Perhaps in your age, gentle reader, the human race is better, good enough that you no longer need so dark a tool? The universal catalogue of DNA, our greatest guard against disease and crime, also ended anonymity for foundlings, whose parents leave signatures in every cell. Courts called it a triumph at first, the empowering of the abandoned, and it took the Cooper scandal and the Chaucer-King triple suicide to force law to admit that one foundling in a thousand carries in its genes a past too hard to bear. Hence the little race of ‘Gag-genes,’ which does not mean, as rumor claims, genes whose story is so vile it makes you gag, but ‘Gag-order-genome,’ a court order which denies the child access to the testimony of its own blood, for its own happiness. Law leaves it to the courts, not parents, to decide what case merits Gag-gene status, though parents may plead (and bribe) if need be. Rape is not enough. Incest-rape is likely in your mind, and it is sometimes incest-rape, but it is usually a longer, stranger tale than that. If Troy’s Queen Hecuba, impossibly mother of fifty sons, had borne a fifty-first, not in the topless towers of Ilium, but in the slave tents after the city’s fall, where the Trojan women clasped their captors’ knees with hands still white with the ashes of their husbands, if in such an hour vindictive Fate, judging the queen’s defilement not yet absolute, let rape plant one last seed in the womb which had borne so many unto death, and chose no hero’s seed, not Menelaus, or an Ajax, or some other king, but gave her royal body over to the pleasures of bow-legged Thersites, the ugliest and lowest creature who ever came to Troy, a son conceived thus would have been a Gag-gene. I smiled now at the name Carlyle. I had thought at first it was lack of originality which made the orphanage choose what has become Earth’s most common baby name now that I plunged Mycroft off the list. But you must admit a Gag-gene, denied any inheritance, even his parents’ story (which might at least have offered him that patrimony named revenge), deserves at least a hero’s name.

“Problem?” Thisbe crouched closed to me and mouthed it, likely spotting my flinch at the word ‘Gag-gene.’

“Maybe,” I mouthed back. “Best get Bridger out.” I mussed the boy’s hair. “You want to go home, Bridger?” I coaxed. “You don’t have to talk to Carlyle right now.

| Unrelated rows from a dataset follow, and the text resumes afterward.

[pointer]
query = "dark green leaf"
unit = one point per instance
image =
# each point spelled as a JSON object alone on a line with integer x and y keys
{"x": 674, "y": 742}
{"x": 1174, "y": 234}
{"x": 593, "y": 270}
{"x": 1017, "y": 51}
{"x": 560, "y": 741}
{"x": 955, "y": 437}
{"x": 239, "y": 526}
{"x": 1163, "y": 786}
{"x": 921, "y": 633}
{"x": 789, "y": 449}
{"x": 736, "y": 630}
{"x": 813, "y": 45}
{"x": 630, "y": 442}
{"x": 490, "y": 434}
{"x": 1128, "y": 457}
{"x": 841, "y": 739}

You can go home, have Mommadoll make cookies, and decide later whether or not to resurrect Pointer.”

“But…”

I squeezed his shoulder. “Pointer’s already dead, nothing will change for now. You can take your time and then make up your mind.”

“What if they’re in a bad place? Like Hell?”

I squeezed him tighter, choking up myself before that word.

The Major faced it better. “Pointer was a soldier, Bridger. They were ready for death, no matter what death is.”

The little dam of courage broke inside the boy now, releasing sobs, half-muffled by his efforts to be strong.

“Come on.” I scooped Bridger forward, my arms forgetting he was no longer so easy to lift.